Em entrevista ao jornal L’Équipe, Payet revelou que possui um acordo formalizado para retornar ao Olympique de Marselha no futuro. Atualmente defendendo o Vasco, Payet não entrou em detalhes sobre os termos do contrato com o clube francês, onde é considerado ídolo, mas garantiu que o retorno à equipe de Marselha já está planejado.
— Foi uma temporada muito boa (a última no Marselha). E no final, sim, houve a saída. Mas com o Marseille, é muito claro. É um negócio fechado. Portanto, haverá um retorno ao clube depois, e discutiremos mais tarde os detalhes do por quê ou como. Obviamente eu quero ajudar, quero ser útil para continuar ajudando o OM a crescer, mas sim, está assinado, então haverá um retorno.
— Como você disse, minha última temporada (no Marseille) foi difícil para mim pessoalmente, porque obviamente meu primeiro desejo é jogar. Mas depois disso, como capitão, acho que simplesmente fiz o que tinha de fazer. Esse é o meu ponto de vista, mas um capitão tem de se colocar à frente dos outros. E mesmo que o futebol seja um esporte pessoal, ele é, antes de tudo, um esporte coletivo. E foi isso que eu fiz. Cuidei dos outros. Cuidei daqueles que não jogavam comigo.

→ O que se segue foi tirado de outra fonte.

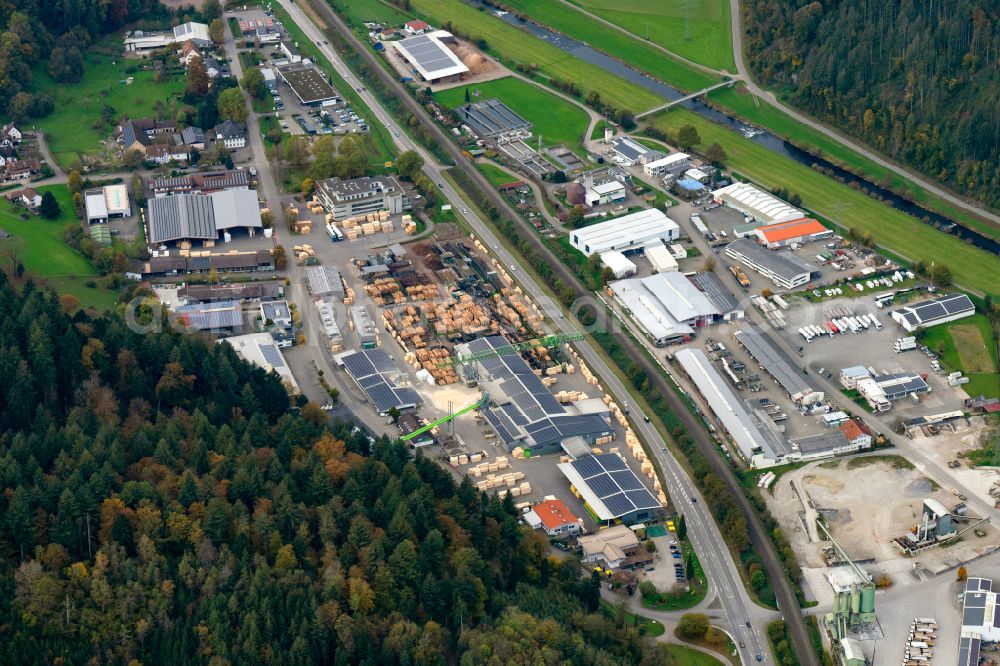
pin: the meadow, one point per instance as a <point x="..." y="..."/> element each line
<point x="896" y="231"/>
<point x="708" y="42"/>
<point x="635" y="52"/>
<point x="552" y="117"/>
<point x="517" y="46"/>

– Cuidei daqueles que estavam jogando. Cuidei dos pequenos problemas que poderiam ter surgido dentro do vestiário, que poderiam ter surgido entre o técnico e os jogadores. Portanto, é verdade que foi uma função diferente, mas gostei muito dela, porque o objetivo é que o Marseille vença.
Ao ser perguntado se uma aposentadoria estaria próxima, Payet disse que é o “que mais teme que aconteça”. O meia contou que ainda não acha que o fim está perto, mas tem medo de como será a rotina sem estar jogando futebol.
— O que eu mais temo é ver isso acontecer. Sinceramente, quando me levanto todas as manhãs, gosto muito de treinar e gosto muito de jogar novamente. Portanto, não estou dizendo a mim mesmo hoje que o fim está próximo, mas, infelizmente, sei que em algum momento meu corpo vai me dizer que é isso, que basta. Mas, sinceramente, eu amo tanto jogar bola, amo tanto o futebol que acho que o fim vai ser difícil para mim.
— Não estou assustado, não, mas eu digo a mim mesmo: no dia em que eu tiver que parar de treinar, parar de jogar, parar de dar prazer às pessoas, parar de fazer o que eu amo, o que eu fiz durante toda a minha vida, é claro que vai ser difícil, é claro que eu vou fazer outra coisa. E isso também me permitirá aproveitar minha família ao máximo, mas é algo que certamente será difícil.
Há mais de um ano no futebol brasileiro, Payet afirmou que o mais difícil na sua adaptação foi o clima e o calendário no país.
— O mais difícil para mim, para ser sincero, foi o clima. Porque, em termos de umidade, em termos de calor, em um domingo às 16 horas, quando está 38 graus e o tempo está pesado, é muito, muito, muito difícil jogar. Além disso, há o calendário, que é muito cheio no Brasil. Não jogamos nem na Sul-Americana nem na Copa Libertadores, mas conseguimos ter uma agenda cheia. Não sei como os jogadores que disputam essas copas conseguem, mas, para ser sincero, é muito, muito difícil.
Payet disse que está acostumado a lidar com pressão de grandes torcidas, então tem a impressão de que as coisas não mudaram em sua passagem no futebol brasileiro. Payet afirmou que a exigência no Brasil é muito alta.
— A pressão depois de 10 anos no Olympique de Marselha, você sabe como é. Mas é aí que eu também me encontro, eu tenho a impressão de nunca ter saído do Marselha, porque os torcedores (no Brasil) são tão extremos em sua positividade e negatividade. Você nunca tem paz de espírito, então é por isso que eu sempre tenho que dar o meu melhor. Os brasileiros tiveram jogadores como Romário e Pelé em sua história que tornam a barra ainda mais alta.
Payet de olho na final da Libertadores
Durante o programa do L’Équipe, o meia francês Payet foi questionado sobre a final da Libertadores, que será disputada entre Botafogo e Atlético-MG. O jogador afirmou que, em sua visão, não há favoritos para a decisão.
Os participantes do programa aproveitaram a oportunidade para fazer brincadeiras relacionadas ao Botafogo, que é gerido por John Textor. O empresário enfrenta dificuldades no futebol francês como gestor do Lyon, clube que está proibido de realizar contratações e corre o risco de rebaixamento caso não consiga regularizar sua situação financeira.